Although stratospheric ozone is showing signs of healing following the implementation of the Montreal Protocol, the impact of the rapidly developing space industry may affect the rate and extent of this recovery. We assess the potential for rocket-emitted chlorine, under different scenarios of launch rates, to offset the decrease in chlorine from controlled long lived Ozone Depleting Substances (ODSs). We use the Whole Atmosphere Community Climate Model Version 6 (WACCM6) nudged to meteorological reanalyses in order to simulate realistic atmospheric conditions and variability. Chlorine emissions from modest (×10) increase in launch rates relative to 2019 causes near-global column ozone depletion of less than 0.1 DU (0.04%), while large (×52) growth causes depletion of 0.59 DU (0.23%). These two scenarios respectively cause local ozone decreases of up to 0.4% and 2% in the upper stratosphere. Lower stratospheric loss and column ozone depletion are largest at high latitudes with a pronounced annual cycle and, in the Arctic, large meteorology-driven variability. The impact on Antarctic ozone peaks in October (additional depletion of 0.5 DU (modest growth) and 3 DU (large growth)), while the impact in the Arctic peaks in April (2 DU for large growth). Although the mean impact in the Arctic is much smaller than for the Antarctic, the ozone loss shows large variability.
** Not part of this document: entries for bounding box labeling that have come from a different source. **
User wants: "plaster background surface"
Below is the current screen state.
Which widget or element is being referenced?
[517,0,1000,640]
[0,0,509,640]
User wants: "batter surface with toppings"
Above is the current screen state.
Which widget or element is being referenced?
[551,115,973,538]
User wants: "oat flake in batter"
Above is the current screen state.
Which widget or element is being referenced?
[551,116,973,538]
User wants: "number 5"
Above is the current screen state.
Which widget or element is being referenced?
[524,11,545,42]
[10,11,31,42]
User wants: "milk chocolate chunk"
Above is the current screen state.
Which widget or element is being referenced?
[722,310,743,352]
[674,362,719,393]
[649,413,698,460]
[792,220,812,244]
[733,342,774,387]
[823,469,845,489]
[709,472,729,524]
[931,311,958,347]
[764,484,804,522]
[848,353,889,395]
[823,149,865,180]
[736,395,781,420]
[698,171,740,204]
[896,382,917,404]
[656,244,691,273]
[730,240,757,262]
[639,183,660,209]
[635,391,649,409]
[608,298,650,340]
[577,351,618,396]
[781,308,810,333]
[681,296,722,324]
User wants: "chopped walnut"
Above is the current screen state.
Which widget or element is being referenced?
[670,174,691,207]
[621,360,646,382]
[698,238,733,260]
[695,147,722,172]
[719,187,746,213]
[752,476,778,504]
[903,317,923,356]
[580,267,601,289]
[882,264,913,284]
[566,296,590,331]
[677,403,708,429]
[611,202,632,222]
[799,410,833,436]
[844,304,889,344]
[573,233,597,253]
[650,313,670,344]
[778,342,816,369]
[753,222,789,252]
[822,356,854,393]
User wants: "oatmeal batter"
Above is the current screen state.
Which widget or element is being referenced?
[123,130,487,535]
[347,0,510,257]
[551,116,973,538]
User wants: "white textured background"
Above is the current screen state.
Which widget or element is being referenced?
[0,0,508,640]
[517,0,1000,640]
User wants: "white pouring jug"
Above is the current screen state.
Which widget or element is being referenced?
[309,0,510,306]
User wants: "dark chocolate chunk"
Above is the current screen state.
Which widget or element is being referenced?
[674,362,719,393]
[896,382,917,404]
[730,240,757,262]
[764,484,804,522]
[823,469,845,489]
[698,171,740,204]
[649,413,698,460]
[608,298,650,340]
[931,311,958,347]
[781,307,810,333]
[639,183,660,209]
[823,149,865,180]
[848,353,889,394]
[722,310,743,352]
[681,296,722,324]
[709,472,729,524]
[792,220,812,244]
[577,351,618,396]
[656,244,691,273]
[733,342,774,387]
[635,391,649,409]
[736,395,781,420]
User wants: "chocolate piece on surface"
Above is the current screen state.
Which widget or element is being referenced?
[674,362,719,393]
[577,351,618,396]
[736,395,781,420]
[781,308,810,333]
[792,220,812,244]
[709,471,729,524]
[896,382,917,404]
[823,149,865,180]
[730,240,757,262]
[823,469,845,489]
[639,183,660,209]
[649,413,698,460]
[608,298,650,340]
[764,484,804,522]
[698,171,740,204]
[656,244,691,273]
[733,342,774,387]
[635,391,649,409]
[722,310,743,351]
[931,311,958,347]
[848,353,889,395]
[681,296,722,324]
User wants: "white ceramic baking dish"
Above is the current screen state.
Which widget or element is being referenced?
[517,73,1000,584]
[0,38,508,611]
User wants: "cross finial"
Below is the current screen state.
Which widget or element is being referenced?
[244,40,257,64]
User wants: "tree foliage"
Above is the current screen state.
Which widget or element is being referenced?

In very cold years (exemplified by 2010/11 meteorology), the column loss in the Arctic exceeds the Antarctic for all launch scenarios and can exceed 8 DU for large growth. Ozone depletion in both the polar lower stratosphere and upper stratosphere shows a linear dependence on the level of chlorine enhancement. Overall, the estimated impact of rocket-emitted chlorine for reasonable growth scenarios is small but does have the potential to offset some of the gains of the Montreal Protocol. This impact needs to be considered when deciding on propulsion systems for future launches and in projections of ozone layer recovery.